Super tedious, but way better than using throwaway code. Not over-planning feels lazy to me now
Sure, everyone has a plan until you get punched in the mouth; however, that saying applies to war, politics, negotiations, but not coding.
jnsaff2|1 year ago
1. Spend as much time in planning as necessary, in the context of mega projects planning is essentially free, maximize the time and value gained in planning.
2. Once you start execution of the plan, move as fast as possible to reduce likelihood of unforeseen events and also reduce costs increases due to inflation, interest paid on capital etc.

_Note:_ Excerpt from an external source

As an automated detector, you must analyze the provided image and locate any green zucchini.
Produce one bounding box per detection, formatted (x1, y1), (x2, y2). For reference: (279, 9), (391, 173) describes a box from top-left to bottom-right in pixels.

[0] https://www.goodreads.com/book/show/61327449-how-big-things-...
huijzer|1 year ago
(If you think “why does MLJ.jl have so few stars?” please keep in mind that this library was written for the Julia language and not for Python. I honestly don’t think the library is the cause of low popularity. Just wrong place wrong time.)
ozim|1 year ago
That’s a bit uncharitable but following this line of thought - you also need those smart people to be confident and communicative.
sevensor|1 year ago
It’s not even an argument against planning. You’d be a fool to go to war without a plan. The point of the saying is that you’d be a fool not to tear up your plan and start improvising as soon as it stops working.
DidYaWipe|1 year ago
It was also great for brainstorming about every feature and functional aspect you can imagine for your product, and making an effort to accommodate it in your design even if it's not MVP material.
bayarearefugee|1 year ago
In my experience it applies to coding when you have any reliance on third party libraries or services and don't have an extensive amount of actual real world experience with that technology already.
bryanrasmussen|1 year ago
hey, the EU just introduced this new regulation is the software version of getting punched in the mouth.
lmm|1 year ago
How was it better? I think a lot of people plan precisely because it feels virtuous, but that's true regardless of whether it's effective or not.
PittleyDunkin|1 year ago
Certain projects have too many unknowns to overplan and you need to collect data to construct the assumptions necessary to evaluate the approach.
bravetraveler|1 year ago
softwaredoug|1 year ago
And in the end a good PR has a lot of writing too and has this effect. IMO this sort of well documented draft PR serves as a better design proposal because pure writing causes you to forget important constraints you only remember when you’re in the code.
__MatrixMan__|1 year ago
The only problem with having the draft being implementation is that maybe you'll get pressured into shipping the draft.